Small Business Succession Planning Providers
Private mid-size businesses with complex structures and many employees
Local Business Attorney
Small companies with several employees and simple financial structures
Small businesses with several employees and complex financial structures
Small companies few employees and simple financial structures seeking long-term mentorship
Small companies with few employees seeking one-on-one training and assistance
Whether you choose a large accounting firm or a local certified public accountant (CPA) to assist in your succession planning will depend largely on the complexity of the business, and how many employees are involved. For small businesses, including a sole proprietorship, business owners might consider seeking the help of a small business mentor, using services like Service Corps of Retired Entrepreneurs (SCORE) and Small Business Development Centers (SBDCs).
For small businesses with multiple employees and simple to complex finances, a local CPA may be a viable option, or you might consider hiring a business attorney to help you draft the paperwork. For more complex scenarios, a business attorney and CPA should likely be involved, to ensure that everything goes smoothly when the succession plan kicks in.
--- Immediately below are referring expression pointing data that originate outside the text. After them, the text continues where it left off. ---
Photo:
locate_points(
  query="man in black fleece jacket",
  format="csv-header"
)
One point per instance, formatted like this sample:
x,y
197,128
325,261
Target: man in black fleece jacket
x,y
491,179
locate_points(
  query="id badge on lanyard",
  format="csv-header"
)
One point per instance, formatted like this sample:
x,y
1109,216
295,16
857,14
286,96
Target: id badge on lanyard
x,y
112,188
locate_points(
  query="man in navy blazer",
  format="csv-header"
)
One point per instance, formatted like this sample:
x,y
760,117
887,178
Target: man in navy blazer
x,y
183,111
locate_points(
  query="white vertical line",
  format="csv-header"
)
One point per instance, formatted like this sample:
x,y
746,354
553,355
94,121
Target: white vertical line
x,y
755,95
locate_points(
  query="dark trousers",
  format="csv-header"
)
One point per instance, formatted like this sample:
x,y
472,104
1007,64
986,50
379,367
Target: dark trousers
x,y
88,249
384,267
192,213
Finally, for larger, more complex businesses, business owners may wish to consider working with an accounting firm with extensive experience in creating business succession plans. There are hundreds, if not thousands, of such firms. Business owners can start by researching local firms or may choose to work with one of the so-called “Big Four,” such as PriceWaterhouseCoopers—operating as PwC—which specializes in privately held businesses.
Succession Planning Pro Tips
While many experts recommend beginning succession planning three to five years ahead of retirement, it is never too early to begin. Knowing how your business will transition, who will take over, and how heirs and partners will be compensated are all keys to reducing future stress in the event of an owner’s sudden departure.